The age of simply wanting to live longer is over; the consumer drive has shifted decisively toward demanding to live healthier. Global surveys highlight an extraordinary public appetite for longevity treatments. More than half of respondents indicated a stunning willingness to commit up to 50% of their annual income toward therapies that could guarantee an additional ten years of healthy life. This profound willingness to pay underscores the deep societal hunger for interventions that work.
However, a shadow looms large over this promise: The Inequity Gap. Access to advanced clinics, cutting-edge diagnostics, and emerging geroscience interventions is currently heavily concentrated among high-income groups and early adopters. Hevolution firmly asserts that scientific progress alone is insufficient. The true measure of success lies in whether these breakthroughs can be translated into tangible, healthy years for all populations, not just a privileged few.
This is why the report issues an urgent Call to Action. Policymakers must align immediately on a shared goal, demanding concerted action. This includes fostering public–private partnerships, designing new healthcare reimbursement models that deliberately incentivize prevention over disease management, and accelerating the creation of clear, evidence-based regulatory pathways for geroscience-driven therapies. Only through this concerted effort can the momentum of the healthy aging revolution be harnessed and ensure it becomes a shared, equitable reality for generations to come.
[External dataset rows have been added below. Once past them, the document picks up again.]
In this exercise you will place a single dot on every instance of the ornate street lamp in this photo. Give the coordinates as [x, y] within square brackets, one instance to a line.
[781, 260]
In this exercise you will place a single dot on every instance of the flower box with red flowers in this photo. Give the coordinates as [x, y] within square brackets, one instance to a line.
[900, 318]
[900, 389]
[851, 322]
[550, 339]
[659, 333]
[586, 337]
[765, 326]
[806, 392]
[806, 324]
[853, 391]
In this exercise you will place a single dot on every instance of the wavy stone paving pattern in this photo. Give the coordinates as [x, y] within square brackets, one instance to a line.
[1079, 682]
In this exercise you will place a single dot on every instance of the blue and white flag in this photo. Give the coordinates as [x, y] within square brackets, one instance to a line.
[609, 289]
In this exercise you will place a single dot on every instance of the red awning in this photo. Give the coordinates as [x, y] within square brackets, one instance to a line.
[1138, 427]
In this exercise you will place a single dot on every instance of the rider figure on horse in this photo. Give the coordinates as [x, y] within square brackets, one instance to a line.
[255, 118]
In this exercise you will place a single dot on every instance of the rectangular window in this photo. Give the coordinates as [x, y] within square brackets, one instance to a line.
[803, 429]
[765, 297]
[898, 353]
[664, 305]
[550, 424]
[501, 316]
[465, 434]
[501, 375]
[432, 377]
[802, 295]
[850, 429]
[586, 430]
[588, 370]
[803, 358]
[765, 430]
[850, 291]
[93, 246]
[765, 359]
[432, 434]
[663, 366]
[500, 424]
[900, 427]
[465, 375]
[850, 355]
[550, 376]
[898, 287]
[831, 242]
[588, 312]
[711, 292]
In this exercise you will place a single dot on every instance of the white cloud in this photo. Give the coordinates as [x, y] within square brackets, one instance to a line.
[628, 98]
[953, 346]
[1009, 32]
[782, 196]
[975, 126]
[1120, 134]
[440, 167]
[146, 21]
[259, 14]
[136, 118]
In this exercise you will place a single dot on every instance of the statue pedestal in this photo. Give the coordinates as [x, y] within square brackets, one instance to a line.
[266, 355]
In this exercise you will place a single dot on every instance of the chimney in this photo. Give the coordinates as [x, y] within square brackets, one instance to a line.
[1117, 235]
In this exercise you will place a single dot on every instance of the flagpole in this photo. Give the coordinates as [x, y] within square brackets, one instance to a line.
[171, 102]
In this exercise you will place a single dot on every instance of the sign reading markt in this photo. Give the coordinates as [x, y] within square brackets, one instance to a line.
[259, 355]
Where We Stand: The Moment to Act
The Global Healthspan Report delivers a resounding conclusion: the essential forces required for a healthy longevity revolution—scientific breakthroughs, robust investment, and surging public awareness—are now irrevocably converging. We have reached a pivotal moment, a decisive junction where continued inaction on the crisis of aging becomes increasingly difficult to justify.
Hevolution frames this moment not as an endpoint, but as the starting line for a global effort. The report offers a clear roadmap for international collaboration, urgently summoning governments, researchers, policymakers, and investors to unify their efforts toward a single, shared goal.
By aligning these powerful forces, the global community can accelerate the crucial shift away from merely adding years to life and move towards successfully adding life to years. This collective action is the critical step toward ensuring that longer, healthier, and more productive lives transform from a distant privilege into an attainable, equitable reality for all people around the world.